LES ROUGES : Et le voilà, le rarissime Pineau d’Aunis ! Petits rendements pour donner de la matière à ce cépage réputé léger.

Rouge-Gorge 2003 : Soleil grenat évolué. Du poivre à plein nez, de la cerise aussi. La bouche est chargée de tanins serrés, puissants mais mûrs. On hurle à l’astringence à l’entour, ça renâcle, ça trépigne, à vrai dire, c’est surpris, ça n’aime pas !!! Pourtant…

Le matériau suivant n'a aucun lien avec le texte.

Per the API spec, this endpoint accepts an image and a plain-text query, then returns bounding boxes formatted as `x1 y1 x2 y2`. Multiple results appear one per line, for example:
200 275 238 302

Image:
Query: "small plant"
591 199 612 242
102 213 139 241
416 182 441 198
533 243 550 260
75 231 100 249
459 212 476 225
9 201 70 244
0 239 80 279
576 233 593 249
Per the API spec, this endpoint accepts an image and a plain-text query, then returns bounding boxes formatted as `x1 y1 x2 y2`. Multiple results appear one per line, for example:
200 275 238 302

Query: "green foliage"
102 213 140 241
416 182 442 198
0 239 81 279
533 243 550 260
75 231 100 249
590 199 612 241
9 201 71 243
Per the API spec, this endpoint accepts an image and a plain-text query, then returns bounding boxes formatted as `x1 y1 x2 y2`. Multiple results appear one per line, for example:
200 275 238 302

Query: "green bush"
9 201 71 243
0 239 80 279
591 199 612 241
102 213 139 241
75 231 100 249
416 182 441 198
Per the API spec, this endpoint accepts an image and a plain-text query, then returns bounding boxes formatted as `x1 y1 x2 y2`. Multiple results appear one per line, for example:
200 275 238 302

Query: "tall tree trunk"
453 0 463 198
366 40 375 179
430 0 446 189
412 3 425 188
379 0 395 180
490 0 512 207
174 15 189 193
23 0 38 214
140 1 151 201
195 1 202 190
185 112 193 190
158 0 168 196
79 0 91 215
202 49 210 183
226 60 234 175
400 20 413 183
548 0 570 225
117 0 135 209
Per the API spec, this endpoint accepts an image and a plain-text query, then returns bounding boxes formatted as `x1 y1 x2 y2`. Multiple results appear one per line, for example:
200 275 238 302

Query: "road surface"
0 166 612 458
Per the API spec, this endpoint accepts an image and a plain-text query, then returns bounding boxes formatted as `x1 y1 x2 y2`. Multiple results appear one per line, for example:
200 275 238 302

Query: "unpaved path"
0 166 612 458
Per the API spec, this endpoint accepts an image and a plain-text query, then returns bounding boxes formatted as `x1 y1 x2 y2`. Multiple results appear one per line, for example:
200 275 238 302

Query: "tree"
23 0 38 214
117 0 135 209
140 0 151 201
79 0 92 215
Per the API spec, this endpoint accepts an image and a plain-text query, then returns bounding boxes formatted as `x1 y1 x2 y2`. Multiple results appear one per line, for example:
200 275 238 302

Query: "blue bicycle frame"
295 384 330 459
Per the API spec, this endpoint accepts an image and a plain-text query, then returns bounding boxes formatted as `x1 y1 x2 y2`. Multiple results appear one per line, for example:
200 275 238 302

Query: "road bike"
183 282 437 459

Rouge-Gorge 2004 : Soleil grenat sombre. Hou là là !!!! On frise l’émeute, la révolte, le putsch… On réclame à corps et à cris la démission des responsables et la mise en place d’un gouvernement de crise. Je propose une cellule de soutien psychologique… Il faut dire que ce nez qui vous lâche une une bordée de poivrons boostés au poivre vert, a de quoi surprendre plus d’un vieux baroudeur des vignes Médocaines !!! Mais bon, patience et aération arrangent un peu l’affaire et la motion de censure est levée. On est sur la champignonnière vocifère t-on, l’élagage (ça c’est le végétarien qui soliloque dans son coin… on l’aime quand même), la réglisse en bâton. En bouche, rebelote en plus “hard”, des tanins poivrés, des fruits rouges fumés et la réglisse. Un raz de marée contestataire continue de pester. Je pense à Bach, ça me remonte un peu le moral… Ça insiste, alors je me balance in petto «Que ma joie demeure»…

Hommage à Louis Derré 2005 : Soleil de Zanzibar. Après une interruption de séance, le bon peuple s’est calmé. Le nez tout oriental du “Louis” est charmeur, il embaume la coriandre, la badiane, la fraise mûre, le tabac et le cumin. La tête appuyée au giron d’une odalisque alanguie, je fais tourner le joint… le groupe se resserre et ronronne. La matière est superbe en bouche, l’attaque est nette sur les fruits rouges. C’est pur, ample et long. Un vin magnifique à moyen terme.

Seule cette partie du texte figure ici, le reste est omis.